Living with Lymphedema
Monday, November 9, 2009
Carolyn Fiedler was just two weeks away from celebrating her 10-year anniversary of being cancer-free when she noticed her right arm started swelling.
"I thought it was rheumatoid arthritis," she says.
After consulting with Philip W. Taylor, MD, of Internal Medicine and Rheumatology, he diagnosed her with lymphedema, a condition in which the lymph nodes are damaged during the treatment of cancer. It is a side effect most commonly seen in women with breast cancer, a disease Fiedler knows all too well.
In 1998, she was diagnosed with cancer in her right breast, resulting in the removal of 11 of her lymph nodes under her right armpit. Just nine months later, a tumor was discovered in her left breast, and she underwent a mastectomy. Out of five siblings, four of them -- including Fiedler -- have had cancer.

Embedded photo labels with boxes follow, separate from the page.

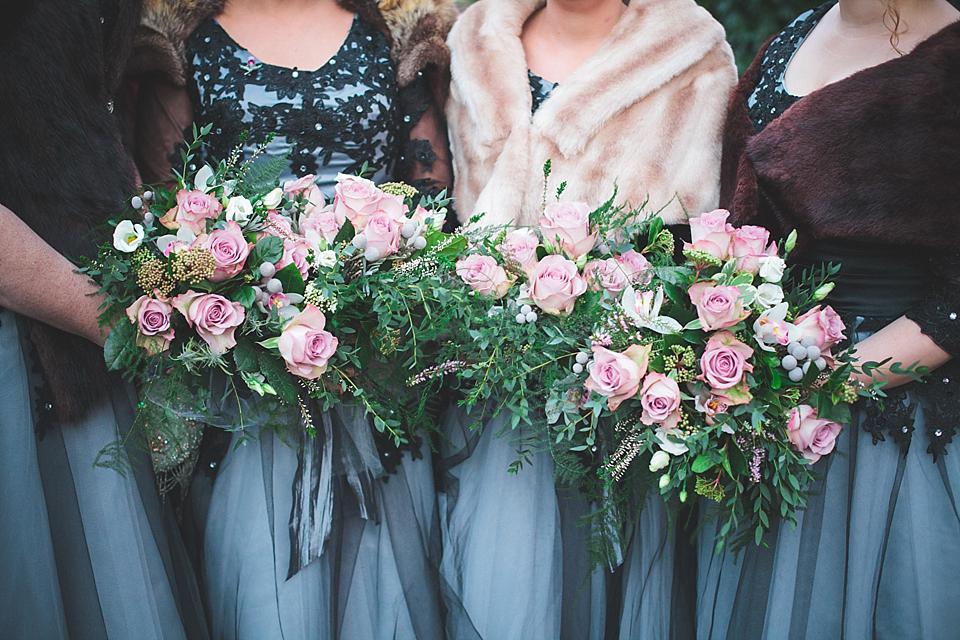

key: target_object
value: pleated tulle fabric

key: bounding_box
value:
[0,311,207,640]
[697,324,960,640]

Nearly a decade later, the symptoms of her lymphedema were starting to surface, causing aches and swelling. A friend at church who also has lymphedema referred her to Southeast Missouri Hospital physical therapist Paula Stout, PT, who performs manual lymph drainage (MLD) to reduce swelling. MLD is a gentle manual treatment technique that improves the activity of the lymph vessels and reroutes the lymph flow around the areas of blockage.
"When a person has lymphedema, the immune system is compromised," explains Stout. "Lymph nodes have 'Pac Man' cells that eat up toxins from lymph fluid before returning it to our bloodstream. When someone like Carolyn has part of their lymphatic system removed, it puts them at a higher risk of infection."

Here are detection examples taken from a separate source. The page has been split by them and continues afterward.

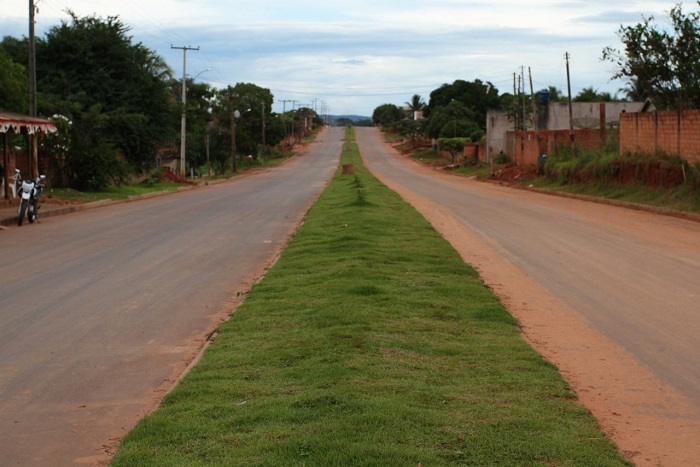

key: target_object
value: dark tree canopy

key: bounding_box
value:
[603,2,700,109]
[0,47,29,113]
[428,79,500,130]
[37,13,177,183]
[372,104,405,125]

In July 2008, Fiedler underwent two weeks of intense therapy with Stout, coming in daily for hour-long sessions that drained the lymph fluid from her arm. This decreased the swelling and improved her range of motion.

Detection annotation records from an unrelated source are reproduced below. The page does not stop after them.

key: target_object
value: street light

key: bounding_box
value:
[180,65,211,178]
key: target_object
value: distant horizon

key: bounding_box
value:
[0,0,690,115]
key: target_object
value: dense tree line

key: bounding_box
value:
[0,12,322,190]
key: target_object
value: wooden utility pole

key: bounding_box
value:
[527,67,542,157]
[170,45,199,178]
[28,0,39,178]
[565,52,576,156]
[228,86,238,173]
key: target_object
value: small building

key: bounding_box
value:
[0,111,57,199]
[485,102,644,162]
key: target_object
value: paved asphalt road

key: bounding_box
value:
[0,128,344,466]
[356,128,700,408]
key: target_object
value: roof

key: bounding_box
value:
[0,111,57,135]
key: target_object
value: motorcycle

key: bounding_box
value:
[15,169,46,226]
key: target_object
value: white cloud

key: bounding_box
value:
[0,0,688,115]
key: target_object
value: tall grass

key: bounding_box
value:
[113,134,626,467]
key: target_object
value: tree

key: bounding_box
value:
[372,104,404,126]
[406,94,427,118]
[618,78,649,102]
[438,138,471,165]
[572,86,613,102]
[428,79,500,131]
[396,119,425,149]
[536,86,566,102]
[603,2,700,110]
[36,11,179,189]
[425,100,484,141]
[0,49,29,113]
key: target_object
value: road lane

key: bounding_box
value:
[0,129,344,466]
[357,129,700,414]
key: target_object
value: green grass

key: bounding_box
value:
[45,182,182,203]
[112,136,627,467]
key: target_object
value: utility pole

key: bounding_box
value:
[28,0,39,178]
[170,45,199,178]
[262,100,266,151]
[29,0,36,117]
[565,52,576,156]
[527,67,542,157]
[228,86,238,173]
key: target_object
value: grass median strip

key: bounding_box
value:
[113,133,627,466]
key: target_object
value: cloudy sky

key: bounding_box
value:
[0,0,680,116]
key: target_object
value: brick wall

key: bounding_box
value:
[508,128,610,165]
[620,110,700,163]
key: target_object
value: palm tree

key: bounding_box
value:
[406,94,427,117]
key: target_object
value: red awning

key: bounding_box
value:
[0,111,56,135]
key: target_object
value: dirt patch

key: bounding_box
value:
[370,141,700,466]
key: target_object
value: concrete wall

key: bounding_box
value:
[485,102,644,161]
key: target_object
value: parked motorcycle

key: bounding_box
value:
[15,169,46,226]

Once therapy was over, Stout fitted her with a compression sleeve, which prevents reaccumulation and treats fibrotic (hardened) tissue caused by stagnant lymph fluid.
Stout says that although there is no cure for lymphedema, it is possible to live without any signs of it as long as patients continue their MLD exercises at home and wear the compression sleeve, especially when they're outdoors or physically active.
"I'm grateful I had Paula," says Fiedler. "The compression sleeve enables me to use my arm more. I feel protected when I'm wearing it."
Fiedler continues her MLD exercises at home three to four times a day. In addition to the exercises, she also plays the organ every week at church and says this also aids in lymph drainage.
"I make it a point to do my exercises every day," she says. "It takes a lot of willpower and determination, but it's a conviction that I have. You can't go through life dwelling on the negative. God gives us all sorts of abilities -- it just depends how we use them. It's the attitude and the perception that makes all the difference."
Stout notes that it's easier to treat lymphedema early on but says it can be treated effectively no matter what stage it's in.
"We really urge patients to come in for treatment shortly after their procedure," she says. "We want to reduce the risk of developing lymphedema, so the sooner they come in, the sooner we can treat them with manual lymph drainage. No matter when they come in, though, it's still effective, even when it's fibrotic."
Both Stout and Fiedler say most people don't realize how prevalent lymphedema is and urges anyone who notices symptoms to seek treatment. According to Stout, over half of her caseload is lymphedema patients.
Stout says there is a "high possibility" that anyone who has had lymph nodes removed will develop lymphedema if they don't begin MLD treatments soon after their procedure.
Fiedler says she is thankful for the treatment and is excited about the possibility of going on another mission trip.
"God is continuing to be a miracle," she says smiling.